More specifically, the backbone architecture design for CT lung analysis identified via machine-driven design exploration leveraged residual architecture design principles (He et al., 2016a; He et al., 2016b) as an initial network design prototype. In addition, the machine-driven design exploration leveraged 2,116 patient cases acquired from around the world both with presence and absence of respiratory diseases for improve the quantity and diversity of CT scans, along with associated predictive performance constraints (Gunraj and Wong, 2020; Gunraj et al., 2021). It is upon this backbone architecture design that the proposed Fibrosis-Net network architecture design was built to be tailored specifically for predicting FVC based on the CT scan, initial spirometry measurement, and clinical metadata of a patient.

3.4 Network Architecture

The proposed Fibrosis-Net architecture is shown in Figure 2. Given a stack of CT images from a patient’s CT scan, each CT image from the lower 55% subset of the CT scan (where pulmonary fibrosis typically presents itself in the lungs) is passed through a series of convolutional layers to create a condensed feature representation characterizing the CT image. This condensed feature representation of the CT image, along with clinical metadata, are then passed together into a dense layer to predict the linear rate of change in lung function. The predicted linear rates of change in lung function from all of the CT images in a patient’s CT scan are then passed into the FVC prediction layer, where the median predicted linear rate of change in lung function, the initial spirometry measurement of the patient, and clinical metadata (i.e., age, sex, and smoking status) are leveraged to predict the FVC at the desired time-point. As the final operations in the FVC prediction layer, a regressor fitted on the clinical metadata with Elastic Net regularization is also leveraged to produce a predicted FVC at the desired time-point, which is then combined with the convolutional-driven FVC prediction to obtain the final FVC prediction.

FIGURE 2
www.frontiersin.org

FIGURE 2. The proposed Fibrosis-Net architecture design. Given a patient’s CT scan, initial spirometry measurement, and clinical metadata, the proposed Fibrosis-Net predicts the forced vital capacity (FVC) of a patient at a specified time-point in the future. Fibrosis-Net exhibits an efficient network architecture design with light-weight components that strikes a strong balance between representational capacity and architecture and computational efficiency.

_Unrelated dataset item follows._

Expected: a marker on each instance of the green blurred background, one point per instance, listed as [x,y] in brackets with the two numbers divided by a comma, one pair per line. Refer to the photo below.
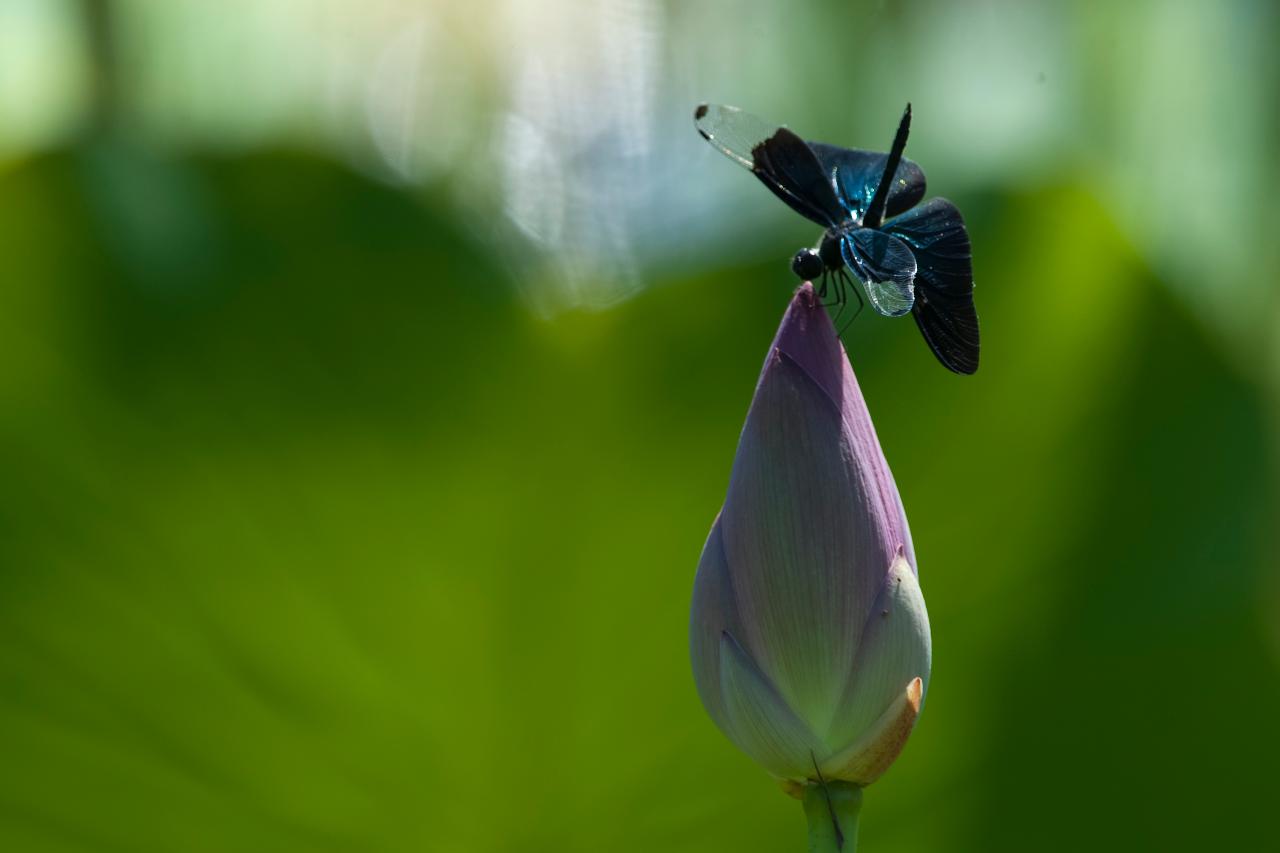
[370,374]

3.4.1 Architectural Heterogeneity and Efficiency

The proposed Fibrosis-Net possesses a highly efficient, heterogeneous design comprising largely of lightweight architectural components such as depthwise convolutions and pointwise convolutions. In particular, similar to (Gunraj and Wong, 2020; Gunraj et al., 2021), both unstrided and strided projection-replication-projection-expansion design patterns (denoted as PRPE and PRPE-S for unstrided and strided patterns, respectively) are heavily utilized to strike a strong balance between representational capacity and architectural and computational efficiency. The efficiency of the proposed Fibrosis-Net makes it very well-suited for clinical scenarios where computational resources are limited, particularly when dealing with CT scans consisting of many CT images such as the pulmonary fibrosis progression prediction task in this study.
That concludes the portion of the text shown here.